Visiting Turkey’s chilly interior

Turkish mezze

Typing with gloves on, it seems appropriate to note that Cappadocia is much colder than Istanbul. As we walked through a valley of odd sedimentary rock formations beside the town of Goreme, there was still a thick layer of frost on the shaded patches of browned grass. The general feel of the place is that of a desert at night: as became apparent as I first glanced out the bus window as the dawn was breaking.

Goreme is definitely a tourist town in an off season. After eight hours here, we know most of the tourists by name. Of the nine hotels we looked into, two were unlocked but entirely unmanned. In the end, we chose to stay at the Panorama Pension, which has some excellent rooms and a very friendly family as owners and operators. The yoghurt and fruit syrup (I will need to look up the name when I have my food book with me) that they served along with breakfast was superb. I am looking forward to the traditional Turkish dinner, modified to be more vegetarian, that we have been promised for one of our three nights. A word of warning to devout vegetarians or vegans travelling in Turkey: almost all cooked meals, from kebobs to rice pilav, apparently involve meat or seafood broth. Apparently, most restaurants do not consider such broths to negate the ‘vegetarian’ status of a dish. I am pragmatic enough to accept consumption of such as the price for not surviving on pretzels for the next seven days.

Tomorrow, we are going on a tour that takes in 200km worth of sights that we would never have been able to reach by our own devices. That said, the 25 Lira (C$20) cost of renting a moped for a day is somewhat tempting. I’ve never ridden such a vehicle, and this might be an unusually good place to try it out – with the minor caveat that hospital facilities are probably far distant. The five seconds or so I once spent riding Astrid’s moped on campus at UBC have made me curious about further exposure.

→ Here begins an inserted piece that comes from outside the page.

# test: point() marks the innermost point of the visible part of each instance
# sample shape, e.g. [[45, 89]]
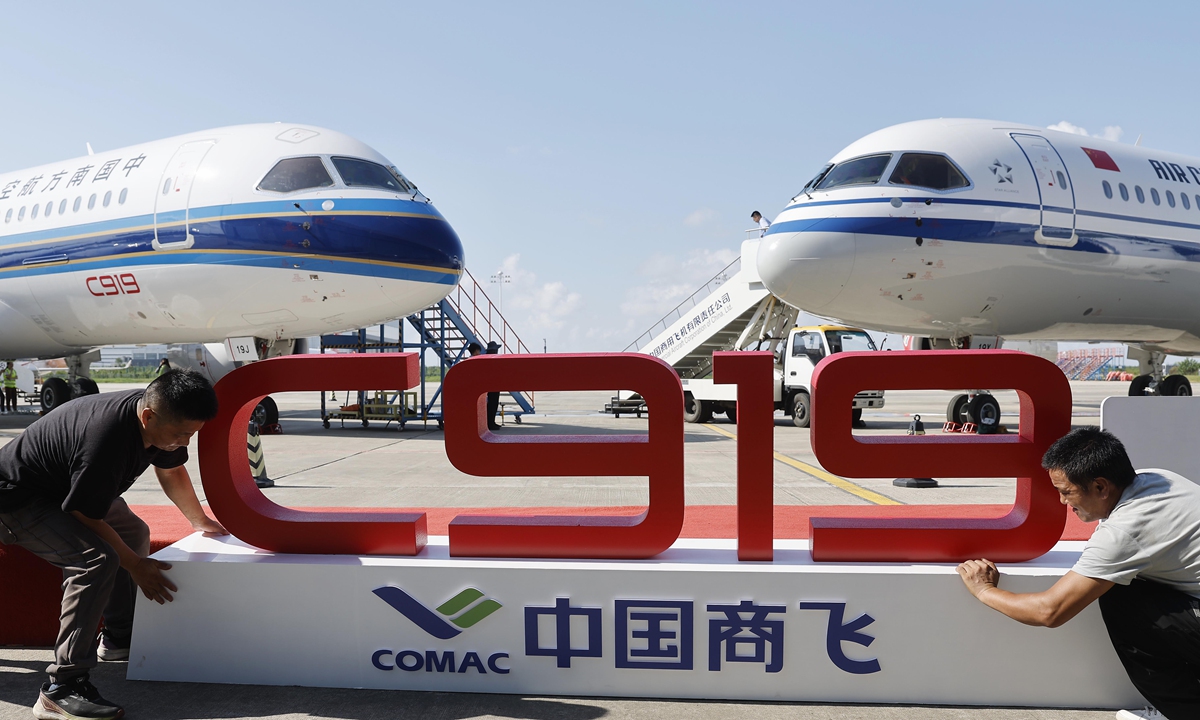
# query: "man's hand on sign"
[[978, 575], [148, 575], [210, 527]]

After fourteen hours on the bus with negligible sleep, I have no doubt that I will sleep well tonight. Likewise, given a shower with a ‘hot’ tap that delivers liquid no warmer than the air, I am sure I will wake up well also.

Author: Milan

In the spring of 2005, I graduated from the University of British Columbia with a degree in International Relations and a general focus in the area of environmental politics. In the fall of 2005, I began reading for an M.Phil in IR at Wadham College, Oxford. Outside school, I am very interested in photography, writing, and the outdoors. I am writing this blog to keep in touch with friends and family around the world, provide a more personal view of graduate student life in Oxford, and pass on some lessons I've learned here.

2 thoughts on “Visiting Turkey’s chilly interior”

  1. Mopeds are fun. I rode one down the block once, and back. Althouhg, I find hte idea of true motorcycles much more alluring. The clouds above north vancouver are quite distinctive now – very black clouds about as high agaihn above the lions seems to suggest a higher second range.

  2. Be careful if you do rent a moped. With no experience and icy conditions, your hospital concern is justified.